Residential emissions (1,241 MMTCO₂e) include energy-related CO₂ emissions (1,225 MMTCO₂e); and non-CO₂ emissions (16 MMTCO₂e). The non-CO₂ sources include direct methane and nitrous oxide emissions from direct fuel use. Non-CO₂ indirect emissions attributable to purchased electricity, including methane and nitrous oxide emissions from electric power generation and SF₆ emissions related to electricity transmission and distribution, are also included. 

Commercial sector emissions (1,298 MMTCO₂e) include energy-related CO₂ emissions (1,035 MMTCO₂e); and non-CO₂ emissions (263 MMTCO₂e). The non-CO₂ emissions include direct emissions from landfills, wastewater treatment plants, commercial refrigerants, and stationary combustion emissions of methane and nitrous oxide. Non-CO₂ indirect emissions attributable to purchased electricity, including methane and nitrous oxide emissions from electric power generation and SF₆ emissions related to electricity transmission and distribution, are also included. 

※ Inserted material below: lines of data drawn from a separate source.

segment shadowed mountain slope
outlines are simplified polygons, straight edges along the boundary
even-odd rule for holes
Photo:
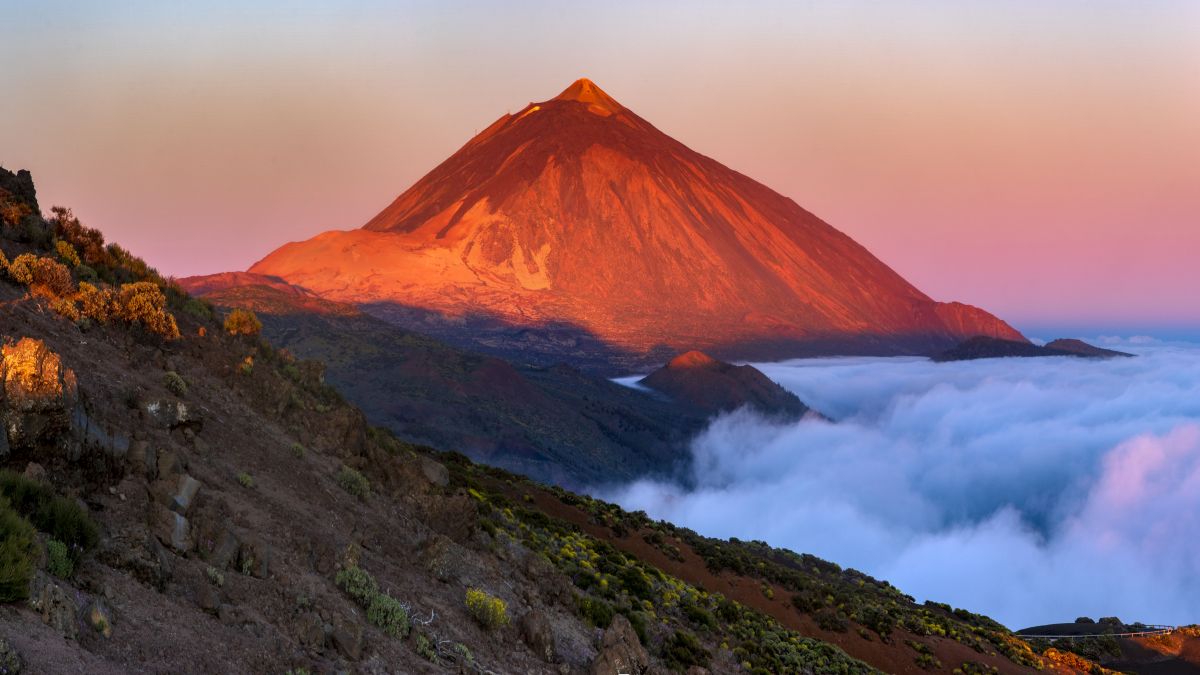
[[[782,419],[810,412],[796,394],[752,365],[732,365],[702,352],[679,354],[638,383],[709,416],[743,406]]]
[[[706,414],[570,366],[520,366],[247,273],[180,280],[257,312],[264,334],[328,364],[326,380],[402,438],[564,485],[684,468]]]

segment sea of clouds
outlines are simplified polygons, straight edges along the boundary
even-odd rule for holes
[[[836,422],[722,416],[686,486],[600,496],[1012,628],[1200,622],[1200,345],[1103,342],[1138,357],[755,364]]]

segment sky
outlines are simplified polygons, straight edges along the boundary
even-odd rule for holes
[[[1200,2],[19,2],[0,165],[173,275],[364,225],[578,77],[940,300],[1200,333]]]
[[[601,497],[762,539],[1019,629],[1200,620],[1200,345],[1136,358],[756,364],[836,422],[716,419],[690,485]]]

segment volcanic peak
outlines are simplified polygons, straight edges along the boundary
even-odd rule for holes
[[[576,79],[570,86],[564,89],[562,94],[554,96],[553,100],[588,103],[589,106],[596,106],[598,108],[610,113],[619,113],[625,109],[625,107],[618,103],[616,98],[605,94],[604,89],[600,89],[594,82],[586,77]]]

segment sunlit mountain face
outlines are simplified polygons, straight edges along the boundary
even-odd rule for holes
[[[569,360],[584,338],[659,357],[1024,340],[985,311],[931,300],[587,79],[496,120],[361,229],[284,245],[251,271],[523,357]],[[511,336],[550,327],[556,338],[540,344]]]

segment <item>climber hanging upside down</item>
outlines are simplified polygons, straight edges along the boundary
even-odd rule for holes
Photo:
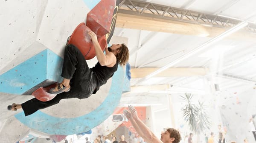
[[[117,70],[117,65],[124,66],[129,60],[129,50],[124,44],[113,44],[106,47],[104,54],[98,42],[97,36],[88,31],[95,48],[98,62],[89,68],[86,60],[80,51],[73,45],[66,46],[61,76],[61,83],[50,90],[51,93],[58,94],[50,101],[43,102],[35,98],[21,104],[13,104],[8,107],[9,110],[22,109],[25,116],[33,114],[38,110],[44,109],[59,103],[62,99],[86,98],[95,94],[99,87],[106,84],[108,79]]]

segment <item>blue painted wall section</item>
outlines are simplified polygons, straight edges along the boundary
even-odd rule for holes
[[[74,118],[60,118],[50,116],[40,111],[25,117],[24,112],[15,117],[30,128],[50,135],[69,135],[89,131],[110,116],[119,104],[122,96],[124,72],[119,66],[112,78],[110,90],[102,104],[90,112]],[[93,96],[93,95],[92,95]]]
[[[0,75],[0,92],[20,95],[46,79],[57,81],[62,61],[46,49]]]

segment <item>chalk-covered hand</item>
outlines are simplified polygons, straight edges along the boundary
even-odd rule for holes
[[[93,42],[95,41],[98,41],[98,39],[97,39],[97,35],[96,34],[92,31],[87,31],[88,34],[92,39],[92,41]]]
[[[129,105],[128,106],[129,110],[131,114],[131,116],[134,118],[138,118],[138,114],[137,113],[137,111],[135,109],[135,108],[132,106]]]
[[[128,120],[130,120],[131,118],[131,113],[127,109],[124,109],[123,111],[123,113],[124,115],[126,117],[127,119],[128,119]]]

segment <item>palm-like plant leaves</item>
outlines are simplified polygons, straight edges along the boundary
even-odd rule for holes
[[[209,129],[211,123],[209,120],[209,117],[205,111],[204,103],[198,101],[198,116],[197,119],[197,125],[198,129],[198,133],[203,132],[206,129]]]
[[[193,104],[191,102],[193,95],[190,93],[185,93],[184,96],[180,97],[187,102],[182,110],[183,117],[190,129],[195,133],[200,133],[206,128],[209,129],[210,123],[203,104],[199,101],[199,105]]]

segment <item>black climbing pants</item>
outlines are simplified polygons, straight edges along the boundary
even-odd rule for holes
[[[25,116],[56,104],[62,99],[87,98],[97,85],[93,72],[89,68],[84,57],[73,45],[68,45],[65,48],[61,76],[70,79],[70,91],[58,94],[48,101],[43,102],[34,98],[22,104]]]

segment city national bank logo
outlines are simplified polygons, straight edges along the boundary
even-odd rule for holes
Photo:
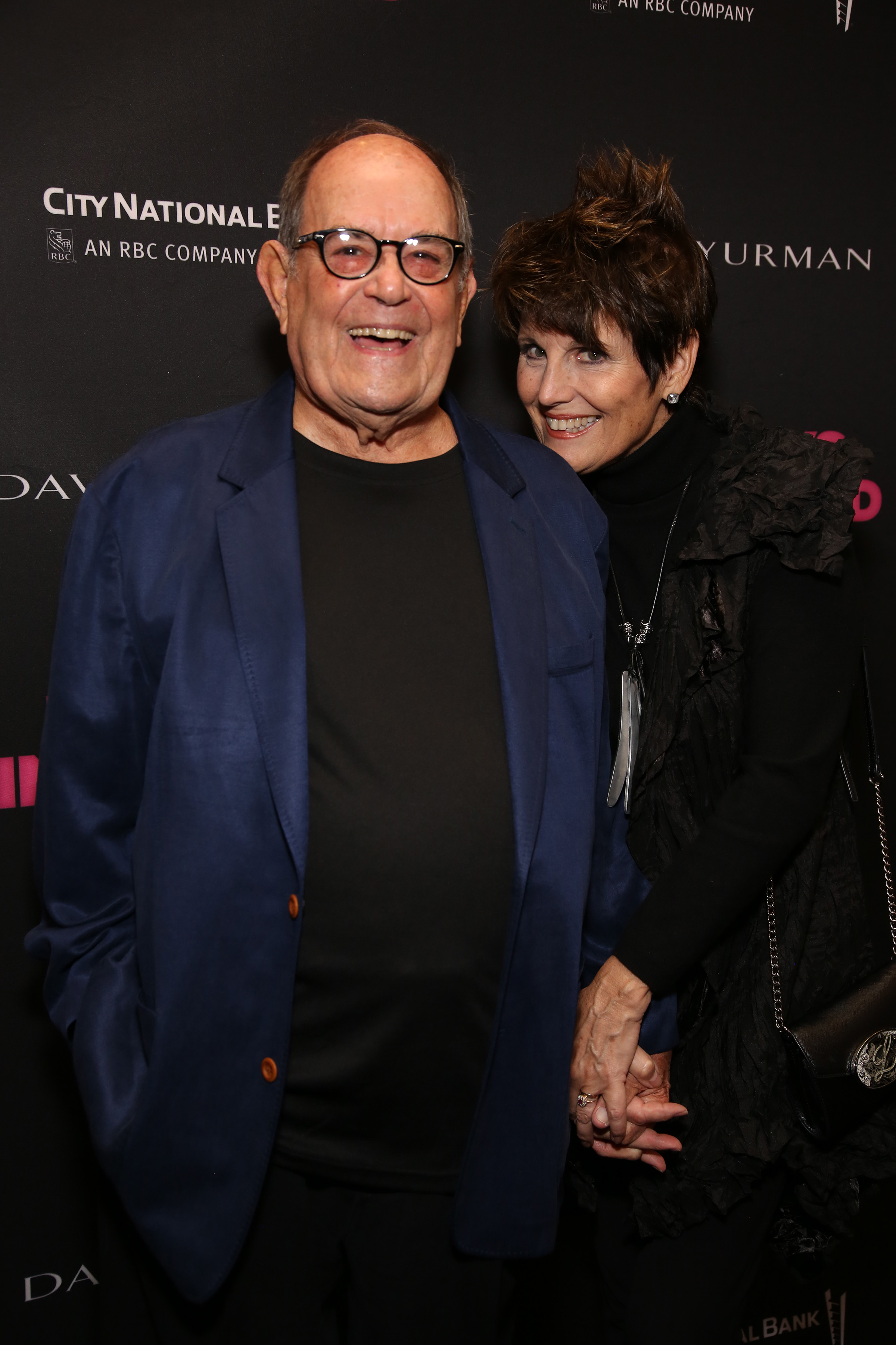
[[[849,20],[853,16],[853,0],[834,0],[837,5],[837,27],[841,23],[844,26],[844,32],[849,32]]]
[[[94,195],[69,191],[66,187],[47,187],[43,206],[50,215],[74,215],[93,222],[97,233],[122,221],[130,237],[83,238],[75,243],[71,229],[51,225],[47,229],[47,257],[52,262],[73,262],[78,257],[116,257],[118,261],[197,261],[236,266],[254,266],[263,231],[279,230],[279,207],[269,200],[263,207],[226,200],[175,200],[141,196],[136,191],[111,191]],[[133,221],[144,226],[144,237],[134,238],[128,225]],[[211,235],[206,230],[215,230]],[[262,234],[255,230],[262,230]],[[200,230],[196,242],[196,230]],[[223,230],[218,233],[218,230]],[[173,234],[173,239],[172,239]]]
[[[63,265],[75,260],[71,229],[47,229],[47,257]]]
[[[852,0],[849,0],[852,4]],[[591,0],[591,8],[609,11],[609,3]],[[719,19],[731,23],[752,23],[755,5],[725,4],[724,0],[614,0],[615,9],[643,9],[645,13],[662,13],[670,19],[682,15],[685,19]]]
[[[743,1326],[740,1340],[750,1345],[751,1341],[793,1336],[794,1332],[807,1332],[821,1326],[825,1318],[827,1318],[830,1345],[846,1345],[846,1295],[841,1294],[840,1299],[836,1299],[829,1289],[825,1290],[823,1309],[817,1307],[814,1311],[794,1313],[787,1317],[763,1317],[759,1334],[752,1326]]]

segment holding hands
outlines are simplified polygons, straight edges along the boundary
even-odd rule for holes
[[[570,1115],[579,1142],[604,1158],[627,1158],[665,1171],[662,1153],[681,1142],[653,1126],[685,1116],[669,1102],[672,1052],[638,1046],[650,990],[618,958],[609,958],[579,995],[570,1067]]]

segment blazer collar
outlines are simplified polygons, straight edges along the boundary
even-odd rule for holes
[[[443,393],[439,405],[451,417],[451,424],[461,445],[461,456],[465,463],[480,467],[486,476],[490,476],[496,486],[513,499],[525,490],[525,482],[516,467],[504,452],[497,438],[481,421],[474,420],[462,410],[454,393]]]
[[[263,397],[246,408],[218,475],[244,490],[293,456],[296,379],[283,374]]]

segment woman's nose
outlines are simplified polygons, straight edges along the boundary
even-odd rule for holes
[[[575,389],[570,382],[564,362],[548,358],[539,386],[539,401],[543,406],[556,406],[559,402],[571,401],[572,397],[575,397]]]

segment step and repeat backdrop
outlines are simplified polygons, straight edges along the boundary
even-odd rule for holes
[[[892,313],[895,20],[887,0],[7,0],[0,219],[0,1321],[95,1338],[95,1169],[67,1049],[21,948],[63,550],[90,480],[148,428],[261,393],[285,351],[254,265],[282,175],[340,122],[449,151],[477,273],[501,231],[563,204],[580,155],[674,159],[720,305],[704,382],[876,455],[856,499],[884,760],[896,769]],[[527,432],[485,286],[451,374]],[[782,668],[786,677],[787,670]],[[896,790],[893,791],[896,818]],[[864,823],[862,823],[864,824]],[[892,1333],[892,1193],[803,1278],[771,1254],[743,1340]],[[591,1319],[587,1229],[533,1270],[537,1338]],[[586,1315],[587,1314],[587,1315]]]

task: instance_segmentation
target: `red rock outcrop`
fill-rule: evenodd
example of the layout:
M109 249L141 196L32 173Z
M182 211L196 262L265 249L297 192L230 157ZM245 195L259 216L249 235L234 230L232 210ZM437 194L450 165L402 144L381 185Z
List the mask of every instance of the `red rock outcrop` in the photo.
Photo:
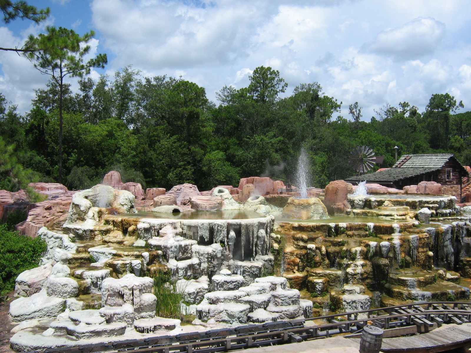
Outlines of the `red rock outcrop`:
M136 196L136 200L141 200L146 198L142 186L138 183L129 182L125 183L124 187L121 190L127 190Z
M3 218L3 207L13 203L13 193L7 190L0 190L0 219Z
M123 183L121 181L121 175L119 172L116 170L112 170L108 172L104 177L103 181L101 182L103 185L107 185L114 189L118 190L122 190Z
M408 185L402 188L406 193L417 193L416 185Z
M165 195L166 190L163 187L148 187L146 190L146 198L154 200L154 198Z
M329 215L345 214L350 208L347 198L349 190L352 189L352 185L344 180L331 181L325 186L324 203Z
M16 225L16 229L24 234L35 238L41 227L46 226L53 231L59 231L67 219L67 212L70 207L72 195L75 192L68 192L69 194L53 200L31 204L26 220Z
M257 194L255 186L253 184L245 184L239 193L238 201L240 202L245 202L253 194Z
M167 192L167 195L175 195L177 205L188 205L192 196L199 196L201 193L196 185L185 183L176 185Z
M177 197L175 195L160 195L154 198L154 207L160 206L174 206L177 204Z
M422 181L417 185L418 193L428 193L431 195L441 195L441 184L434 181Z
M215 211L222 208L219 196L193 196L190 198L191 208L196 211Z
M276 194L278 188L284 187L284 185L282 181L274 181L271 178L262 177L261 176L251 176L248 178L242 178L239 182L239 187L237 189L239 191L244 189L244 186L247 184L253 184L255 187L255 193L257 195L264 196L266 195Z

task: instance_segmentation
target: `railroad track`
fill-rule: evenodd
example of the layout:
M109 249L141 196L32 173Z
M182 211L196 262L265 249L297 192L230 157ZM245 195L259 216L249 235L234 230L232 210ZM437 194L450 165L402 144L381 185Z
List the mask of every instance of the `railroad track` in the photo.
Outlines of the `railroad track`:
M51 348L29 353L95 353L132 351L133 353L212 353L251 347L291 343L360 332L373 324L383 329L418 326L426 331L443 323L471 322L471 304L463 302L413 303L315 318L247 325L233 328L157 336L81 346ZM380 313L384 313L380 314ZM327 323L305 327L321 320Z

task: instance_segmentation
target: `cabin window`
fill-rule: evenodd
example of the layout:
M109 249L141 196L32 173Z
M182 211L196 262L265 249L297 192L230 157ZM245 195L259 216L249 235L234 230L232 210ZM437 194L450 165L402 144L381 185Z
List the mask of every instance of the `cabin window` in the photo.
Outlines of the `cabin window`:
M447 168L447 178L446 180L451 180L451 168Z

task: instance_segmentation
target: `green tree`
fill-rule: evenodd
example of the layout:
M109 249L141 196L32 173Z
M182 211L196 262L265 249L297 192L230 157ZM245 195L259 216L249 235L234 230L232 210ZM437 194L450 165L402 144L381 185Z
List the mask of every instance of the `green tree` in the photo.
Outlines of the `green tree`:
M448 93L432 95L425 107L422 122L429 136L430 146L435 149L447 150L450 142L450 119L451 112L463 108L462 101Z
M358 106L357 102L349 105L349 114L352 116L353 121L355 122L359 121L361 117L363 116L361 114L361 110L363 109L362 107Z
M317 82L301 83L293 90L293 97L300 110L304 111L310 121L317 124L330 121L332 114L340 111L342 104L333 97L326 96Z
M31 20L38 24L47 18L50 12L49 8L38 10L35 7L28 5L23 0L15 2L13 2L10 0L0 0L0 10L3 14L3 22L6 24L9 23L16 18ZM0 50L16 51L18 53L30 51L25 49L24 47L22 48L0 48Z
M90 72L92 67L105 67L106 54L98 54L84 62L84 57L90 51L87 43L92 39L93 31L81 37L72 30L59 27L48 26L47 33L40 33L37 37L30 35L25 44L30 50L25 56L34 67L43 74L50 75L59 87L59 182L62 182L62 125L64 79L83 77Z
M263 103L276 101L278 94L284 92L288 87L280 77L280 72L269 66L255 68L249 79L250 84L247 93L254 100Z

Industrial emissions (2,599 MMTCO₂e) include CO₂ emissions (1,853 MMTCO₂e), which can be broken down between stationary source combustion (1,748 MMTCO₂e) and industrial emissions (105 MMTCO₂e); and non-CO₂ emissions (746 MMTCO₂e). The non-CO₂ direct emissions include emissions from agriculture (methane and nitrous oxide), coal mines (methane), petroleum and natural gas pipelines (methane), industrial process emissions (methane, nitrous oxide, HFCs, PFCs and SF₆), and direct stationary combustion emissions of methane and nitrous oxide. Non-CO₂ indirect emissions attributable to purchased electricity, including methane and nitrous oxide emissions from electric power generation and SF₆ emissions related to electricity transmission and distribution, are also included. 

Transportation emissions (1,984 MMTCO₂e) include energy-related CO₂ emissions from mobile source combustion (1,869 MMTCO₂e); and non-CO₂ emissions (124 MMTCO₂e). The non-CO₂ emissions include methane and nitrous oxide emissions from mobile source combustion and HFC emissions from the use of refrigerants for mobile source air-conditioning units.